En mayo de 1996, en las cumbres de Hatiban que dominan el valle de Katmandú, tuvo lugar un encuentro digno de una novela de ideas. Jean-François Revel, pilar del racionalismo ateo francés, se sentaba frente a su hijo, Matthieu Ricard.
Lo extraordinario de aquel diálogo no era el vínculo familiar, sino el abismo entre sus mundos: el padre encarnaba la lucidez de la Ilustración; el hijo, un brillante biólogo molecular del Instituto Pasteur, había dejado atrás sus investigaciones sobre células animales para abrazar la vida monástica en el Tíbet.
¿Por qué un discípulo del Nobel François Jacob, en la cúspide de una carrera científica, cambiaría los laboratorios parisinos por el silencio del Himalaya?
Las conversaciones, recogidas en El monje y el filósofo, no solo narran una biografía singular, sino que buscan reconciliar el rigor de la observación científica con la profundidad de la “ciencia contemplativa” oriental.
La insuficiencia de la ciencia
Para Ricard, su tránsito de la biología molecular a la espiritualidad no fue una fuga de la razón, sino una ampliación de la mirada. En el París intelectual de los setenta descubrió que el genio no garantizaba la bondad: conoció músicos, sabios y pensadores brillantes, pero atrapados en el orgullo, la infelicidad o la estrechez de espíritu.
Concluyó que la ciencia, por apasionante que fuese, no podía desentrañar los mecanismos del sufrimiento humano. La acumulación de conocimientos se había convertido en una “contribución mayor a necesidades menores”. La verdadera urgencia no estaba en el mapa genético de una bacteria, sino en el mapa del corazón.
“La ciencia, por interesante que fuera, no bastaba para darle un sentido a mi existencia”, escribió. “La investigación se me revelaba como una dispersión infinita en el detalle, incapaz de merecer mi vida entera.”
El ego como ilusión
El budismo propone un análisis radical: la vacuidad del yo. Frente a la obsesión occidental por la identidad personal, Ricard explica que el ego no es una entidad autónoma, sino una construcción transitoria. Lo ilustra con la analogía de la mesa: al descomponerla en patas y tablero, la “mesa” desaparece; es solo una etiqueta que damos a la unión de sus partes.
Si el yo carece de solidez intrínseca, las amenazas al orgullo pierden su veneno. La indagación contemplativa muestra que el ego no se encuentra ni en el cuerpo, ni en el pensamiento, ni en la suma de ambos.
El budismo como ciencia de la mente
Lejos de ser una fe ciega, el budismo se presenta como un puente entre religión y filosofía. El Dalai Lama insiste en que no se trata de aceptar dogmas, sino de aplicar la introspección con el mismo rigor que un microscopio. No se busca vaciar la mente, sino liberar los pensamientos: observar cómo surgen y se disuelven, como un dibujo sobre el agua.
Cada individuo es su propio laboratorio. El budismo exige verificación, no sumisión. Buda lo resumió en una metáfora célebre: “Examinen mis enseñanzas como se examina el oro: se frota, se martillea, se funde al fuego.”
Conciencia y cerebro
El debate entre Revel y Ricard se enfrenta al reduccionismo del “hombre neuronal”. Para la biología estricta, la mente es un epifenómeno de la química cerebral.
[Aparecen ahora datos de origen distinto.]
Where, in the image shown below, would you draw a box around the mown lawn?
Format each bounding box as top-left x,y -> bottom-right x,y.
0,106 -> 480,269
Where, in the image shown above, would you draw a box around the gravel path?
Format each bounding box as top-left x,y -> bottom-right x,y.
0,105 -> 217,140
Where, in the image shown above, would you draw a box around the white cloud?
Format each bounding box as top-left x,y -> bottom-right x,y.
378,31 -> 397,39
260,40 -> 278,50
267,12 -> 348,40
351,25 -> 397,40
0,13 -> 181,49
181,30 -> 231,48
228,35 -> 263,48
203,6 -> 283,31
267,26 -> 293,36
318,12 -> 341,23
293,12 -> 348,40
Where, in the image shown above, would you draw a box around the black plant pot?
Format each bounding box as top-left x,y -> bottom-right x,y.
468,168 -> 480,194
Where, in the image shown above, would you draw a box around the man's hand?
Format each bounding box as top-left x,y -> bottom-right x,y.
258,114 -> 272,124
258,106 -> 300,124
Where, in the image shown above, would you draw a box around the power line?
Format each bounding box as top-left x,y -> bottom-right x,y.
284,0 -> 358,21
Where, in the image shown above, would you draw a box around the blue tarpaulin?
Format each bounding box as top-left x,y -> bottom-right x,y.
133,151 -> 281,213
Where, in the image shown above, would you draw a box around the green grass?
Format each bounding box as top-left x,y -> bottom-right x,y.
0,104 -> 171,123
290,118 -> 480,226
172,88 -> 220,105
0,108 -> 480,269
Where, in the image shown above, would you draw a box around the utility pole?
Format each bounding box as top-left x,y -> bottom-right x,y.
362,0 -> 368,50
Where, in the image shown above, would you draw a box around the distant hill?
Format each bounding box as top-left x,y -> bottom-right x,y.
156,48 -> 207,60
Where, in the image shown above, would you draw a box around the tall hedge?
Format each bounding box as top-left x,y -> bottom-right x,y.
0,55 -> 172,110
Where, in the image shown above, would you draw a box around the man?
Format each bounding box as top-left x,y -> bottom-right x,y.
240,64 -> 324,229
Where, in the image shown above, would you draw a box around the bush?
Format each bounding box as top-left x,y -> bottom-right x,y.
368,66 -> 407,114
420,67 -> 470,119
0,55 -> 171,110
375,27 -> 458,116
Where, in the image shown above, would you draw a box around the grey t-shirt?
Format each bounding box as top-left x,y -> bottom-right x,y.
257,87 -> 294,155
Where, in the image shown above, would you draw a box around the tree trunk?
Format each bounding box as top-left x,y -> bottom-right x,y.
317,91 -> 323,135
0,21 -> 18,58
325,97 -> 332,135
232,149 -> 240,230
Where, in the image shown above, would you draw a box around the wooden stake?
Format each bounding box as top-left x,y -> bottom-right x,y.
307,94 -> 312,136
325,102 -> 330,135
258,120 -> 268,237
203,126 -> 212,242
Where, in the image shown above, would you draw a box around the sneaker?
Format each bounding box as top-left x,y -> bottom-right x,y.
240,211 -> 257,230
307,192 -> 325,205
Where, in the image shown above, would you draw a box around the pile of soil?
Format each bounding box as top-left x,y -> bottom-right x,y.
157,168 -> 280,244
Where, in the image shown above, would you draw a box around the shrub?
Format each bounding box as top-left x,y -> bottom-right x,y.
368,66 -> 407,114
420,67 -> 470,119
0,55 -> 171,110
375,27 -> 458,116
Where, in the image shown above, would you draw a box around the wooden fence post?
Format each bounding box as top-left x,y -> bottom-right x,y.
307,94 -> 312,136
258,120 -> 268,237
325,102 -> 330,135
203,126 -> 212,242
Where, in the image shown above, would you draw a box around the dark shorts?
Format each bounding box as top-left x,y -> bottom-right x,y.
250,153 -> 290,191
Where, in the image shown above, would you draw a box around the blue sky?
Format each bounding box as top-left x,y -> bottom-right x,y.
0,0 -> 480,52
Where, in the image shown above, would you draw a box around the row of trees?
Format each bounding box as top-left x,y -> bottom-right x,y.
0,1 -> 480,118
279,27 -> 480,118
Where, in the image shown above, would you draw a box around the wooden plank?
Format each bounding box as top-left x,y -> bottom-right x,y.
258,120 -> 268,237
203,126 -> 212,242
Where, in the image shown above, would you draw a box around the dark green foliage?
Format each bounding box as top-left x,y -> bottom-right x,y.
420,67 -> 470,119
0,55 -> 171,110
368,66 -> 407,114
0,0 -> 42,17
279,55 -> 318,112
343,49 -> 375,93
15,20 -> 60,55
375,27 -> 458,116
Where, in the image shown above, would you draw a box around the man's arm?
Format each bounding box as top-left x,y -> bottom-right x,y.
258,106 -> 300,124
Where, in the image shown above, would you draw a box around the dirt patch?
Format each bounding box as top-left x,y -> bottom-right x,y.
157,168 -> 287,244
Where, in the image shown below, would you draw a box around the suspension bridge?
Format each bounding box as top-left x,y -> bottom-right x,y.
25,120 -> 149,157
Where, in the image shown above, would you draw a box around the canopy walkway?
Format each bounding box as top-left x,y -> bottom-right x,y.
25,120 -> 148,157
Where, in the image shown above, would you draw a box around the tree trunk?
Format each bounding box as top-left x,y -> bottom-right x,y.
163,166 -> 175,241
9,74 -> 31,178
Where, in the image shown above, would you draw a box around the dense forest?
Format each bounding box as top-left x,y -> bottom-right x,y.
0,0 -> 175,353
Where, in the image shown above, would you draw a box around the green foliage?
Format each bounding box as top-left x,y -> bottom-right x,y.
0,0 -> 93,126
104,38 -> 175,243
Ricard, en cambio, sostiene que la conciencia posee una cualidad irreductible: la capacidad de interrogarse sobre sí misma.
Propone la metáfora del piloto y el avión: si los instrumentos fallan, el piloto no puede dirigir la nave, pero no por ello deja de existir. El cerebro es soporte físico; la conciencia, el flujo que lo habita.
El entrenamiento mental
La paz interior no es fruto del azar, sino del ejercicio. Ricard compara el dominio de la mente con el de un atleta olímpico: disciplina para transformar la cascada de pensamientos en un océano en calma. La prueba empírica de esta transformación es el carácter del sabio: humildad, bondad y coherencia visibles en cada acto.
Una invitación a la libertad
El diálogo entre filósofo y monje es, en última instancia, una invitación a la transformación interior. Nos recuerda que no somos esclavos de nuestras neuronas ni prisioneros de nuestra historia. La paciencia verdadera no es debilidad, sino fuerza: el odio jamás resolvió un conflicto.
Si aceptamos que el yo es apenas un espejismo, una etiqueta sobre una corriente de experiencias, el peso de nuestras preocupaciones se aligera.
Y queda la pregunta final: si dejaras de alimentar la imagen que has construido de ti, ¿Qué quedaría de tu verdadera naturaleza?